NATO’s Treaty Obligations to Turkey: Theory and Practice
With the violence in Syria spilling into Turkey; Turkey as a NATO member has the right to call on the support of the alliance under Article 5. However implementing collective security is always more complex, thus a full scale NATO response in Syria is unlikely.
NATO has a North Atlantic Treaty commitment to the security of Turkey under Article V. That does not mean of course that NATO would necessarily have to commit forces to the defence of Turkey unless Turkey did not have the capacity to defend itself. In this case Turkey certainly does have the capacity. Syrian shelling of Turkish territory and resultant deaths certainly invoke Article V but the first stage under the Treaty is one of members discussing response not necessarily committing forces. NATO's political and diplomatic support for Turkey is entirely in support of the Treaty Articles.
NATO's Options
NATO might consider it appropriate to deploy some forces to Turkey as a gesture of support under Article V (for instance additional air forces and perhaps maritime presence). This would have a deterrent effect against the Syrian government and also could have a compellent coercive effect to restrict the Syrian government's use of combat power. However the longer such forces were in place and were not used, the weaker the compellent effect.
It's worth bearing in mind that the Syrian action on Turkish territory might not have been directly by government and may indeed have been an error by more junior levels of military command.

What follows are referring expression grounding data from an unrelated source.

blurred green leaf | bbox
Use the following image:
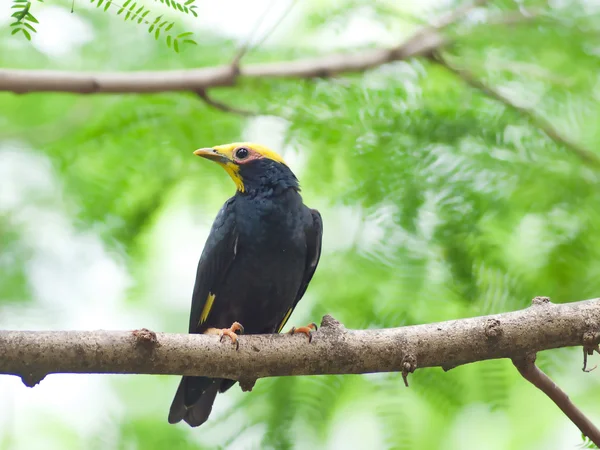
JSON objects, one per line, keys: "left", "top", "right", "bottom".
{"left": 2, "top": 0, "right": 600, "bottom": 448}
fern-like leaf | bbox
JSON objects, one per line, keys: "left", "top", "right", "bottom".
{"left": 9, "top": 0, "right": 42, "bottom": 41}
{"left": 64, "top": 0, "right": 200, "bottom": 52}
{"left": 580, "top": 434, "right": 599, "bottom": 449}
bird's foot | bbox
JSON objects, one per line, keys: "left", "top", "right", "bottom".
{"left": 218, "top": 321, "right": 245, "bottom": 350}
{"left": 288, "top": 322, "right": 318, "bottom": 343}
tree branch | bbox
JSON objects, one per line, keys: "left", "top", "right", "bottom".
{"left": 231, "top": 0, "right": 279, "bottom": 67}
{"left": 432, "top": 52, "right": 600, "bottom": 168}
{"left": 0, "top": 0, "right": 491, "bottom": 95}
{"left": 232, "top": 0, "right": 299, "bottom": 67}
{"left": 0, "top": 38, "right": 447, "bottom": 94}
{"left": 513, "top": 354, "right": 600, "bottom": 447}
{"left": 195, "top": 89, "right": 258, "bottom": 116}
{"left": 1, "top": 297, "right": 599, "bottom": 388}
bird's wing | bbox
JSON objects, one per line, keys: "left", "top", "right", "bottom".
{"left": 188, "top": 198, "right": 238, "bottom": 333}
{"left": 277, "top": 208, "right": 323, "bottom": 332}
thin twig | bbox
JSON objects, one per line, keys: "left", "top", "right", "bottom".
{"left": 429, "top": 0, "right": 489, "bottom": 29}
{"left": 513, "top": 354, "right": 600, "bottom": 447}
{"left": 195, "top": 89, "right": 258, "bottom": 116}
{"left": 218, "top": 0, "right": 299, "bottom": 115}
{"left": 484, "top": 59, "right": 574, "bottom": 86}
{"left": 432, "top": 52, "right": 600, "bottom": 168}
{"left": 245, "top": 0, "right": 299, "bottom": 56}
{"left": 231, "top": 0, "right": 279, "bottom": 67}
{"left": 482, "top": 8, "right": 543, "bottom": 27}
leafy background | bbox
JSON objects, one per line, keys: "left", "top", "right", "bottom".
{"left": 1, "top": 0, "right": 600, "bottom": 449}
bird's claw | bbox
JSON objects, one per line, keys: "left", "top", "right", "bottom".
{"left": 219, "top": 321, "right": 244, "bottom": 350}
{"left": 288, "top": 322, "right": 318, "bottom": 343}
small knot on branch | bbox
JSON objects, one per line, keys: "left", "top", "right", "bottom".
{"left": 583, "top": 331, "right": 600, "bottom": 348}
{"left": 484, "top": 318, "right": 503, "bottom": 339}
{"left": 21, "top": 372, "right": 45, "bottom": 388}
{"left": 320, "top": 315, "right": 344, "bottom": 331}
{"left": 582, "top": 330, "right": 600, "bottom": 372}
{"left": 401, "top": 354, "right": 417, "bottom": 387}
{"left": 132, "top": 328, "right": 159, "bottom": 347}
{"left": 531, "top": 296, "right": 551, "bottom": 306}
{"left": 441, "top": 363, "right": 458, "bottom": 372}
{"left": 239, "top": 378, "right": 257, "bottom": 392}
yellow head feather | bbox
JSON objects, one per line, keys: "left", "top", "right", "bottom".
{"left": 194, "top": 142, "right": 288, "bottom": 192}
{"left": 212, "top": 142, "right": 287, "bottom": 166}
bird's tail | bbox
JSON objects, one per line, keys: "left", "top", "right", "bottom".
{"left": 168, "top": 376, "right": 219, "bottom": 427}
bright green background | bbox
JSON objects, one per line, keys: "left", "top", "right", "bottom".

The attack on Turkey could be used by NATO as a justification for NATO intervention in Syria for prevention of further attacks under Article V. However many NATO nations would want a specific UN mandate for this level of action and it is very unlikely that there would be consensus among the 28 nations for anything so robust. In the case of Syria because of the complexity of the situation compared with Libya it is most unlikely that there will be US, UK or French leadership in initiating a NATO intervention. In the case of Libya the intervention was initially a coalition of the willing (US, UK, Fr etc) which was confirmed by NATO endorsement and handed over to NATO command subsequently. It is most unlikely that this would happen in the case of Syria for lack of domestic support and uncertainty of outcomes. None of these nations would want responsibility for long term occupation of Syria to restore order and stabilise as a result of a collapse of the government following NATO intervention.
Are There Parallels With Other NATO Operations?
The US could well be one NATO nation that would be prepared to deploy further forces in defence of Turkey for the reasons discussed above but the US would not be likely to commit offensive forces to the defence of Turkey unless there was for instance clearly a buffer zone safe area of Syrian territory that could be seized. There again the complexities associated with the holding and use of this territory would make outcome difficult to predict.
The most obvious reason for a NATO or US led intervention of NATO members and other partners would be as the result of a negotiated truce, requiring a short term peace enforcement presence of combat forces with the prospect of handing over to a UN monitoring forces after a short period, along the lines of IFOR and KFOR in the Balkans. But in both cases NATO was left with long term commitments on the ground and there is unlikely to be NATO endorsement by the 28 nations unless there is a very clear hand-over plan in place with the necessary commitment of UN forces up front along the lines of the EAST Timor intervention in 1999.